1

I am working on a project where I have to download more than 10 million records on a relatively small server. So instead of just downloading the entire dataset, I have to download it in smaller sections. I am trying to create a loop that will call batches of the data based on date. I'm used to coding in Stata where you can call a local by using `x' or some variant within a string. However, I can't find a way to do this in R. Below is a small piece of the code I'm using.

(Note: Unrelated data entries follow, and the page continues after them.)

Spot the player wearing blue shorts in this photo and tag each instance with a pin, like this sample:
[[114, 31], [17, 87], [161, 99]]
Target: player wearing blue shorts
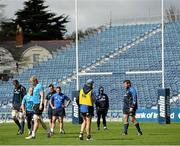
[[129, 107], [27, 108], [57, 103], [86, 104], [38, 107], [52, 91], [17, 115]]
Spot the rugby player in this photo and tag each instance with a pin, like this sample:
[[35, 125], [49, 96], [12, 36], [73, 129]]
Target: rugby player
[[102, 106], [130, 106], [57, 103], [27, 108], [86, 104], [17, 115], [47, 100], [38, 107]]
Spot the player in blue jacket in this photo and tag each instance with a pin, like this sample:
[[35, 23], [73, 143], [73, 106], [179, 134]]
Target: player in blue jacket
[[57, 102], [129, 107]]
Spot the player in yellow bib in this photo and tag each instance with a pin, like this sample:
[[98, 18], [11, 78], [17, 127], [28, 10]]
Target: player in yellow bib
[[86, 104]]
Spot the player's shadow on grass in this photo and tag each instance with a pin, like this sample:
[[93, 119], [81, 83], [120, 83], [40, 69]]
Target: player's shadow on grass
[[158, 134], [115, 139]]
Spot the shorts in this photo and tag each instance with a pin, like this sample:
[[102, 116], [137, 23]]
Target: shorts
[[29, 115], [90, 112], [58, 112], [50, 113], [126, 112], [17, 114], [102, 112], [36, 109]]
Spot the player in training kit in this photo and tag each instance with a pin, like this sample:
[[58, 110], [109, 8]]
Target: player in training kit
[[57, 103], [86, 104], [130, 106], [38, 107], [102, 106], [27, 108], [17, 115], [47, 100]]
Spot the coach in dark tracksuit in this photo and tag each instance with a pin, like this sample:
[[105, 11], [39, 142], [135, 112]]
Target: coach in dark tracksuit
[[102, 106], [130, 106]]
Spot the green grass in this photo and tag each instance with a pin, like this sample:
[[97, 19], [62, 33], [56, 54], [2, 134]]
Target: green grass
[[153, 134]]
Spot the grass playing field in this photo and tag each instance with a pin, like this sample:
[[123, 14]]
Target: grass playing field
[[153, 134]]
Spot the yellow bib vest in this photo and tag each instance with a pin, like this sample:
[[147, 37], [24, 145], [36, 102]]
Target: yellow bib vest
[[85, 99]]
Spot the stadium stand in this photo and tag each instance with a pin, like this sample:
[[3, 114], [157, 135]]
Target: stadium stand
[[116, 49]]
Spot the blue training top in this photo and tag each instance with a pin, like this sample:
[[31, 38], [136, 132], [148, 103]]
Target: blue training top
[[28, 102], [58, 100]]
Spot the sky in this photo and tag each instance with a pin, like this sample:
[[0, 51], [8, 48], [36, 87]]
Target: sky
[[93, 13]]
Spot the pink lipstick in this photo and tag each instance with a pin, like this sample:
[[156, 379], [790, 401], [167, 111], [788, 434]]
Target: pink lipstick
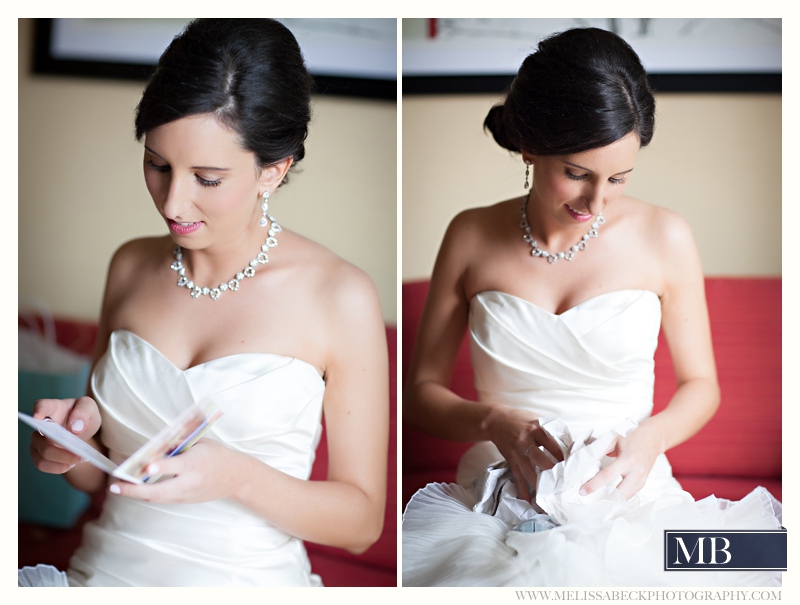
[[183, 228], [580, 217]]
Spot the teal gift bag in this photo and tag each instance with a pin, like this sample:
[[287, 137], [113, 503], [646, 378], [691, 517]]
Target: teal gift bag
[[46, 371]]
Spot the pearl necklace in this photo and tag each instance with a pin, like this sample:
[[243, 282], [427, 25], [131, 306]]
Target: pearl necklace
[[233, 284], [567, 254]]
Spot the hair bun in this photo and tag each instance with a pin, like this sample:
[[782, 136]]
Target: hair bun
[[496, 123]]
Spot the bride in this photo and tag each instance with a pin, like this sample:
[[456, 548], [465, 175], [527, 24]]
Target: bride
[[229, 304], [563, 292]]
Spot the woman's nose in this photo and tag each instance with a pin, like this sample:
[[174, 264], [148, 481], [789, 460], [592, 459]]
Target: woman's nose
[[177, 202]]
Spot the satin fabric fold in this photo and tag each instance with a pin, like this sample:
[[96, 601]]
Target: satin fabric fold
[[588, 373], [272, 408]]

Basically, whenever I try to run this 'val' and 'val2' aren't updating with the dates in the defined lists so the output literally just reads as if the server is trying to search between 'val' and 'val2' instead of between '20190101' and '20190301'. Any suggestions for how to fix this are greatly appreciated!

x<-c(20190101, 20190301)
y<-c(20190301, 20190501)
foreach (val=x, val2=y) %do% {
     data<-DBI::dbGetQuery(myconn, "SELECT * FROM .... WHERE (DATE BETWEEN 'val' AND 'val2')")
}
Ksadow
  • 13
  • 2
  • In order for us to help you, please edit your question to include a [reproducible example](https://stackoverflow.com/questions/5963269/how-to-make-a-great-r-reproducible-example). For example, to produce a minimal data set, you can use `head()`, `subset()`, or the indices. Then use `dput()` to give us something that can be put in R immediately. Also, please make sure you know what to do [when someone answers your question](https://stackoverflow.com/help/someone-answers). More info can be found at Stack Overflow's [help center](https://stackoverflow.com/help). Thank you! – iamericfletcher Mar 13 '21 at 16:17

2 Answers2

3

With a basic loop

x<-c(20190101, 20190301)
y<-c(20190301, 20190501)

data_all = c()

for(i in 1:length(x)){
  
  query = paste0("SELECT * FROM .... WHERE (DATE BETWEEN '",
  x[i],  "' AND '",  y[i], "')")
  
  data <- DBI::dbGetQuery(myconn, query)
  data_all = rbind(data_all, data)

}
Arkadi w
  • 127
  • 17
1

With sprintf you can construct the query and use lapply + do.call to combine the results into one dataframe.

x<-c(20190101, 20190301)
y<-c(20190301, 20190501)

input <- sprintf("SELECT * FROM .... WHERE (DATE BETWEEN '%s' AND '%s')", x, y)
result <- do.call(rbind, lapply(input, function(x) DBI::dbGetQuery(myconn, x)))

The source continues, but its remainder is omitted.